While important, just condemning China’s ruthless practices is unlikely to be enough when Mr. Xi is doubling down on his totalitarian ways. His government has denied re-education camps exist while expanding them further.

To encourage China to change course, the United States and Europe will need to impose sanctions on Mr. Chen, the regional party boss, and others involved in the mass detention project, including Chinese companies underwriting surveillance systems.
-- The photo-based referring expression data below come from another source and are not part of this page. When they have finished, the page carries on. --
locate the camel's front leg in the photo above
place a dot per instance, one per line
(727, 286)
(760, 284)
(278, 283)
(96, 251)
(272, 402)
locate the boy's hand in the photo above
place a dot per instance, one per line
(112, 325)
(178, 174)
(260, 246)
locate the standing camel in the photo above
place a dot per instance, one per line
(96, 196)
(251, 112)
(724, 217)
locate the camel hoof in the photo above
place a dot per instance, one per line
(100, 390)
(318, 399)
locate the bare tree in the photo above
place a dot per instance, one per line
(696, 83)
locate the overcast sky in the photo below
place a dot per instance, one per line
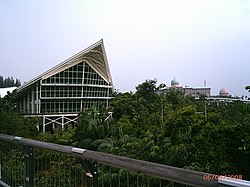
(192, 40)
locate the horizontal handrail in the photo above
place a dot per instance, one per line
(174, 174)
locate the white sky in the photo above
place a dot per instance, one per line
(192, 40)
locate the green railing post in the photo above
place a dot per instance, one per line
(30, 166)
(95, 175)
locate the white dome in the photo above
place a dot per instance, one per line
(174, 82)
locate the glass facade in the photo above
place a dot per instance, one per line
(74, 89)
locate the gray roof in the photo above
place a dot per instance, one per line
(95, 55)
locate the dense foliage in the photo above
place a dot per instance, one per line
(9, 82)
(168, 128)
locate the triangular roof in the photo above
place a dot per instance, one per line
(96, 57)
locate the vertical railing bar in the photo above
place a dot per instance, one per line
(127, 180)
(110, 178)
(137, 179)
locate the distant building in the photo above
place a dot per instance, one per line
(4, 91)
(191, 91)
(79, 83)
(224, 92)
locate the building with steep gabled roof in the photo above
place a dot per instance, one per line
(80, 83)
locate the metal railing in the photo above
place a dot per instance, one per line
(49, 164)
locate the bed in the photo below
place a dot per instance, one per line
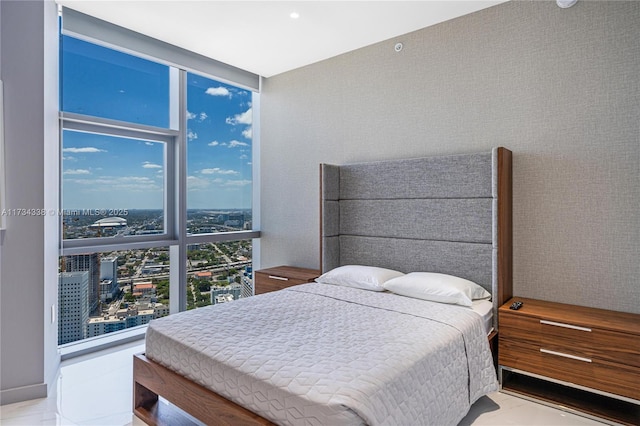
(339, 351)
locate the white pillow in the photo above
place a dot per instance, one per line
(437, 288)
(359, 276)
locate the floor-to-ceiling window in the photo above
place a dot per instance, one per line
(157, 194)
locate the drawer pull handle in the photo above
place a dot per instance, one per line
(275, 277)
(560, 324)
(579, 358)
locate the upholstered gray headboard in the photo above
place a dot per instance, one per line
(447, 214)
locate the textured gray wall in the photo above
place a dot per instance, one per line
(29, 246)
(559, 87)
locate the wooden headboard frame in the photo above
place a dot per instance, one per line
(449, 214)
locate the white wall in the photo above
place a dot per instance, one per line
(559, 87)
(28, 275)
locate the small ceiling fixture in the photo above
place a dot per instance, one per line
(566, 3)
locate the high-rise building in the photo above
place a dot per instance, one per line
(90, 263)
(109, 268)
(225, 293)
(73, 312)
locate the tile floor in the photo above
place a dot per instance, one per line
(96, 390)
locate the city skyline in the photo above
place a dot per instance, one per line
(107, 172)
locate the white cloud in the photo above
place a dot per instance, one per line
(120, 183)
(218, 91)
(242, 118)
(76, 172)
(243, 182)
(88, 149)
(218, 171)
(148, 165)
(235, 143)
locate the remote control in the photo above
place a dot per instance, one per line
(516, 305)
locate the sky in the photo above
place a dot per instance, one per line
(107, 172)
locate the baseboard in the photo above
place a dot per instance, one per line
(23, 393)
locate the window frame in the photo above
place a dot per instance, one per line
(175, 184)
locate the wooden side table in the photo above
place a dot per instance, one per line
(279, 277)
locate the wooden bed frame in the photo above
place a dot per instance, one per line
(151, 380)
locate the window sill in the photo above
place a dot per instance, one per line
(94, 344)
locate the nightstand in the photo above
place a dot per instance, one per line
(279, 277)
(580, 359)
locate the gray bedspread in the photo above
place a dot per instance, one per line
(318, 354)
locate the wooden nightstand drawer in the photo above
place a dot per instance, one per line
(575, 347)
(565, 366)
(277, 278)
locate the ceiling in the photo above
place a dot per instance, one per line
(262, 37)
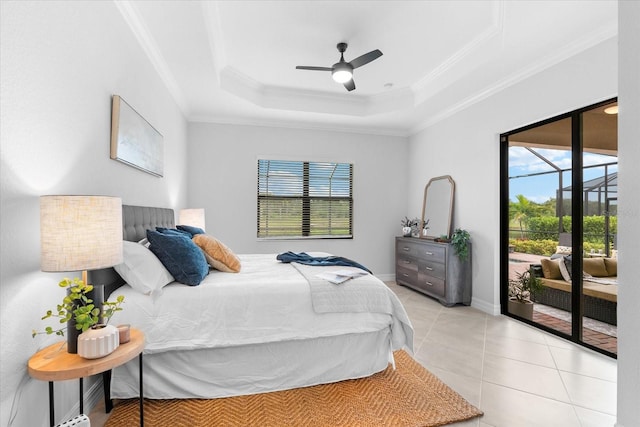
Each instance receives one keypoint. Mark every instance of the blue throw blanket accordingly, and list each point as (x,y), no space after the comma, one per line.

American companies should be barred from selling technology that abets human rights abuses.

As Senator Marco Rubio, Republican of Florida; Representative Chris Smith, Republican of New Jersey; and other lawmakers wrote recently to Secretary of State Mike Pompeo, at a time when China is seeking to expand its influence through a multibillion-dollar initiative of infrastructure projects in Asia, Africa and Europe, “the last thing China's leaders want is international condemnation of their poor and abusive treatment of ethnic and religious minorities.”

And the Uighurs may not be the end of it. As The Washington Post reported recently, Beijing is taking steps to suppress all five of China’s officially sanctioned religions — Catholicism, Buddhism, Protestantism, Daoism and Islam.

If no one stands up for the Uighurs, who will defend these other groups when Beijing turns its repressive hand on them?